Nobody Speak: Trials Of The Free Press was also chilling, but in a different way. The legal battle between Gawker and Hulk Hogan directly led to the company’s purchase by Univision, the same media company that owns The A.V. Club, and so the idea of talking shit about the wrong billionaire on the internet eventually bringing your entire company to its knees had me squirming under my blanket curled up in bed after a long day of, well, talking shit about billionaires on the internet. Nobody Speak is not as well-made of a film as There’s Something Wrong With Aunt Diane, and while it gets its core moral question—what happens to free speech when a billionaire with a grudge can throw money at a media company until it goes away?—across clearly, it loses some of its punch in its meandering back half. Peter Thiel’s floating libertarian utopia is totally the new Bohemian Grove, though.

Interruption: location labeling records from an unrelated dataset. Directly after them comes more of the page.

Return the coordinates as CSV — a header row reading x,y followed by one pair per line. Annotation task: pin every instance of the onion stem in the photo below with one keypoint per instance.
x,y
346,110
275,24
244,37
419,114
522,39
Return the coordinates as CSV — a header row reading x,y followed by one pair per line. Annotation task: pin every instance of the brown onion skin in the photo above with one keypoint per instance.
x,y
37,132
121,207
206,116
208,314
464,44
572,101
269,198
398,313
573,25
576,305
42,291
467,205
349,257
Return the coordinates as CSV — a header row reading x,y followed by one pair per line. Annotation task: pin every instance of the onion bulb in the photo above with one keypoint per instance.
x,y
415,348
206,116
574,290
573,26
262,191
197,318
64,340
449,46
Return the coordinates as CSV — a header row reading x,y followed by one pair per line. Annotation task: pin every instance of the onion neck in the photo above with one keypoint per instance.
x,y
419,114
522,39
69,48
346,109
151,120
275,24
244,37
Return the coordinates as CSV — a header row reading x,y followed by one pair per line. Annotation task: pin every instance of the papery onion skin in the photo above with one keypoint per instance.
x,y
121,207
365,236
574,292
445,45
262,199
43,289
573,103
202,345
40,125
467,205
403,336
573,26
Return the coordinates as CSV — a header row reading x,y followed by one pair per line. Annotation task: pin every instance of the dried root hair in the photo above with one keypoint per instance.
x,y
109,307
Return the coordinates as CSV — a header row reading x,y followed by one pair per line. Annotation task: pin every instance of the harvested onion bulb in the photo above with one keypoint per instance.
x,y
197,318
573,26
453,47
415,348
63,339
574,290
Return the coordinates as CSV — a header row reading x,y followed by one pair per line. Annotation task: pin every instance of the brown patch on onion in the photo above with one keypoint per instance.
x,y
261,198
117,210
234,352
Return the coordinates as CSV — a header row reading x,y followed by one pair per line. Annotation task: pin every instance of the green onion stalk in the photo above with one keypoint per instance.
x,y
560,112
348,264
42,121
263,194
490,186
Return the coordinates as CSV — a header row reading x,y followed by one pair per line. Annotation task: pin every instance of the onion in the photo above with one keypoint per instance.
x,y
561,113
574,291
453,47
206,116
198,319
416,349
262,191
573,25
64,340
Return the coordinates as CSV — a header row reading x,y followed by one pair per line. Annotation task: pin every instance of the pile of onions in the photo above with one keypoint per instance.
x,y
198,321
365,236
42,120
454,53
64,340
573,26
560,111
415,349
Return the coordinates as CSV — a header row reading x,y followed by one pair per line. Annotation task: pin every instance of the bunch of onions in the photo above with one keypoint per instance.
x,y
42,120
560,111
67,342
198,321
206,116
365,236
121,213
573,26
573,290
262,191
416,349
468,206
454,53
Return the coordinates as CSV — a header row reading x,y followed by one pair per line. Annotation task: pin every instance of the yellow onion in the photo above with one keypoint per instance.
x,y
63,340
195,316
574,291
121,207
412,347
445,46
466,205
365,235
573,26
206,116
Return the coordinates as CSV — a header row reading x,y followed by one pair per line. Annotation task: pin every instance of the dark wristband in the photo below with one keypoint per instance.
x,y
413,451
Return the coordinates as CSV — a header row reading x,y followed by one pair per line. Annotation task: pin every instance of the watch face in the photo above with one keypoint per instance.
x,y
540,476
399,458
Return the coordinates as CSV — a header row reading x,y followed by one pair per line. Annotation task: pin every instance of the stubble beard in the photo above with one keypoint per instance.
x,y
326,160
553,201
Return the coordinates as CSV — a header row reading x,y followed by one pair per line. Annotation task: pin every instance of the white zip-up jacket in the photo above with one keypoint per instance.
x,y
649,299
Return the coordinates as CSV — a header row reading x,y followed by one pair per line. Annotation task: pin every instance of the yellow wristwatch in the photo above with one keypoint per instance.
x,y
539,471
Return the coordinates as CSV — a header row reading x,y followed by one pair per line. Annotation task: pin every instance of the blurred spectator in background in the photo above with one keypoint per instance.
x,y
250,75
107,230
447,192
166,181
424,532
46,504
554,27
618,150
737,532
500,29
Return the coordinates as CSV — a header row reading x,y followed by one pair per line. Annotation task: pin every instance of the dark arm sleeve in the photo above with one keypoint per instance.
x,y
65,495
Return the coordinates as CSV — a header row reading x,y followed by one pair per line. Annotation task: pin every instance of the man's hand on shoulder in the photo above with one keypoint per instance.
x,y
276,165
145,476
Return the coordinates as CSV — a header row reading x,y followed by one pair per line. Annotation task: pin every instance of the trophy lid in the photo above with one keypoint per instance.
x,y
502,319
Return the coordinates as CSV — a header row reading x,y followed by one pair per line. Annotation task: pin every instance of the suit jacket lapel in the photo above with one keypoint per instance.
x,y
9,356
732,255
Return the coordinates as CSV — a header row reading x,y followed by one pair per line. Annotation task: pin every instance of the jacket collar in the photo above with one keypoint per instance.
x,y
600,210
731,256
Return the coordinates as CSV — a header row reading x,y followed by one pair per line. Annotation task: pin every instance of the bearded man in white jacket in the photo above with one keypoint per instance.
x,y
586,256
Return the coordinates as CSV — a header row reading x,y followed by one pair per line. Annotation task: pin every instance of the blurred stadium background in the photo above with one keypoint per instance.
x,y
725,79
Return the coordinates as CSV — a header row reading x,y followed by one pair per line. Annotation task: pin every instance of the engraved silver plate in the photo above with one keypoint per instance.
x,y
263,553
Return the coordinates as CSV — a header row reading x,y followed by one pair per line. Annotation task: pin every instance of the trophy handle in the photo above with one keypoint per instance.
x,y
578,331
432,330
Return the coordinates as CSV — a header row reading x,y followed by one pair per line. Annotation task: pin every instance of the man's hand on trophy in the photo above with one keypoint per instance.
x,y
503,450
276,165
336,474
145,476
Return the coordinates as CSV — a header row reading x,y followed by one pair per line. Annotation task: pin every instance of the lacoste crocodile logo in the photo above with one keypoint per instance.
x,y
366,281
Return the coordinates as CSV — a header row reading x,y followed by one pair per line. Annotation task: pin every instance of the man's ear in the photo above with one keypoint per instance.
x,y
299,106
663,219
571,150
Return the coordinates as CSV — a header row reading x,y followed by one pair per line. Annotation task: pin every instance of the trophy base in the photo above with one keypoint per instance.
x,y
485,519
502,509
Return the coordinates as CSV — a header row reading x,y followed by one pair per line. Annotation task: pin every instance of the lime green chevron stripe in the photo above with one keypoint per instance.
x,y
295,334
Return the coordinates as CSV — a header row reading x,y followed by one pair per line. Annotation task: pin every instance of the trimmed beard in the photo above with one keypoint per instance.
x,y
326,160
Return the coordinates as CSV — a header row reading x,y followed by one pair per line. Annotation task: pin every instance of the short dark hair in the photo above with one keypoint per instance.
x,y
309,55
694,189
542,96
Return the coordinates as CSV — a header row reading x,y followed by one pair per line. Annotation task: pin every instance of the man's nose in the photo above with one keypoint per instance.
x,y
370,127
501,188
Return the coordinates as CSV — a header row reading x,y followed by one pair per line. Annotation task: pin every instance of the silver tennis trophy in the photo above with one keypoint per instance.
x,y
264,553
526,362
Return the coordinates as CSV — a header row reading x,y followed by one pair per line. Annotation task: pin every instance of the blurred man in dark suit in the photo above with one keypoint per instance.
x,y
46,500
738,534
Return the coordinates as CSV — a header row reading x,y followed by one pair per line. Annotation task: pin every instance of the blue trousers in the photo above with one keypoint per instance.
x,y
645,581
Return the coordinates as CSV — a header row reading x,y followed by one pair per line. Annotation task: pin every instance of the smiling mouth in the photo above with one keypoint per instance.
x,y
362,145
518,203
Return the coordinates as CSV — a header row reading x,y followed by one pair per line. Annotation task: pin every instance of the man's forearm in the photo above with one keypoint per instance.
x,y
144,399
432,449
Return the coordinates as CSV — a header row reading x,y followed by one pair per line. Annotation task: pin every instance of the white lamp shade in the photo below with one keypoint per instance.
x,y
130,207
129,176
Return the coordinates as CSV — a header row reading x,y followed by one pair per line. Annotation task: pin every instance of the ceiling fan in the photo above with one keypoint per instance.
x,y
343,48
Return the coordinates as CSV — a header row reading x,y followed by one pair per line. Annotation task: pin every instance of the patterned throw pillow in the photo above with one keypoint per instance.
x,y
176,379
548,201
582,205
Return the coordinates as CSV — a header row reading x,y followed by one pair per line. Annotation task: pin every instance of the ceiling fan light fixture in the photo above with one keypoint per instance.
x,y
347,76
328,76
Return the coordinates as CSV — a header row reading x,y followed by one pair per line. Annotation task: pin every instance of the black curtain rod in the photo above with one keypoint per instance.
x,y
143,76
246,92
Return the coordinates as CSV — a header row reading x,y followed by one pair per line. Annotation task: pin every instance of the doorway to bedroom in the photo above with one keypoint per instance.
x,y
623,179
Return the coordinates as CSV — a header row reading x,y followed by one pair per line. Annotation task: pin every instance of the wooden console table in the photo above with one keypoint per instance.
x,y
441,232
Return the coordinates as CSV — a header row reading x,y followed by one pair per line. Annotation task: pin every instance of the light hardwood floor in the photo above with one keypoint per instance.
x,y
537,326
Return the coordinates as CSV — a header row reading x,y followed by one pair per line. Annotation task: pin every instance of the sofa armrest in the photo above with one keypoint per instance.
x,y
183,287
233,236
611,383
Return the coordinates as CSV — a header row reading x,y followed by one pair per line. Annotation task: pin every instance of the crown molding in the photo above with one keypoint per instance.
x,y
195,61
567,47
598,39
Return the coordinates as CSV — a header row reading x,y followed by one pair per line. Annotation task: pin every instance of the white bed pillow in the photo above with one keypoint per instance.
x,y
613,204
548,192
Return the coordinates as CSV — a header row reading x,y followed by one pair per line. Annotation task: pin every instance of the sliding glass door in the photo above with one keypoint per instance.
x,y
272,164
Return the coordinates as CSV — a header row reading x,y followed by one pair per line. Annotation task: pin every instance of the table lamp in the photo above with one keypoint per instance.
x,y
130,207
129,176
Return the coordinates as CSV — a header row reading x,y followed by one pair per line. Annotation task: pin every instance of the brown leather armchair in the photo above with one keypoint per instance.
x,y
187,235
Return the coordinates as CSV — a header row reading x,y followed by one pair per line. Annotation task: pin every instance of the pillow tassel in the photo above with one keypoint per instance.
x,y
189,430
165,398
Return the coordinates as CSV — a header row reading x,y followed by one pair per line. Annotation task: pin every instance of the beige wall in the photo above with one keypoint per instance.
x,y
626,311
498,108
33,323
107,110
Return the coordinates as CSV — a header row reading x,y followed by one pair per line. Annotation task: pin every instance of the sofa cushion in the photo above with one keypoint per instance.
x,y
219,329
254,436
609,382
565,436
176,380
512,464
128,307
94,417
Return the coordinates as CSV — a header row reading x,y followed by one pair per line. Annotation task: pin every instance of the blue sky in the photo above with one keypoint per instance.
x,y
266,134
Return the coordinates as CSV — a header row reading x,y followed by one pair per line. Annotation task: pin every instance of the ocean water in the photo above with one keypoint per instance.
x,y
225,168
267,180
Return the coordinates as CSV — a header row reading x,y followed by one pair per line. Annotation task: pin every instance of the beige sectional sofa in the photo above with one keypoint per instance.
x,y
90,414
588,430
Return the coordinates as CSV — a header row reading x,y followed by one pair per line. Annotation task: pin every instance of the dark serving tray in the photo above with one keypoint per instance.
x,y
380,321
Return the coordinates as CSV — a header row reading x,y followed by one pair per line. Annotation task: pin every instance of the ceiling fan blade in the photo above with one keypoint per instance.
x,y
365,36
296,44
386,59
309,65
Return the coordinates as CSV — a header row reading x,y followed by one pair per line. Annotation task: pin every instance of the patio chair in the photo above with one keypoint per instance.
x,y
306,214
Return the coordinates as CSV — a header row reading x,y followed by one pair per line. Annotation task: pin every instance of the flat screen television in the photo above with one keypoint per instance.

I love when the Turner Classic Movies cable channel features a star a day in its Summer Under The Stars programming. I gleefully scour the TCM website to find out when my favorites are due so I can TiVo accordingly. Lucky for me, next Friday, August 11, is Ginger Rogers day, and the lineup is stellar. I have committed all her movies with Fred Astaire to memory, so I was hoping for my under-the-radar favorite, Vivacious Lady, to appear: her only film with Jimmy Stewart, who she was dating at the time. But there are still a variety of great options on this TCM day, especially 1939’s Bachelor Mother, a light romantic comedy with dashing David Niven. Rogers is a shopgirl who somehow winds up with an abandoned baby, causing no shortage of assumptions about her past and who the father is, even for those family-friendly times. I would also save space on your DVR for Kitty Foyle, Rogers’ surprising Oscar winner after all those musicals, and Once Upon A Honeymoon, a too-rare pairing with Cary Grant: He’s a secret agent who tries to rescue her from her aristocrat Nazi husband. Ginger Rogers had such a hypnotic effect on screen: As pretty as a postcard, with a street-savvy demeanor, she boasted considerable charisma with a variety of leading men almost as explosive as her chemistry with Astaire. She’s worth seeking out even when she isn’t focused on dancing backwards and in high heels.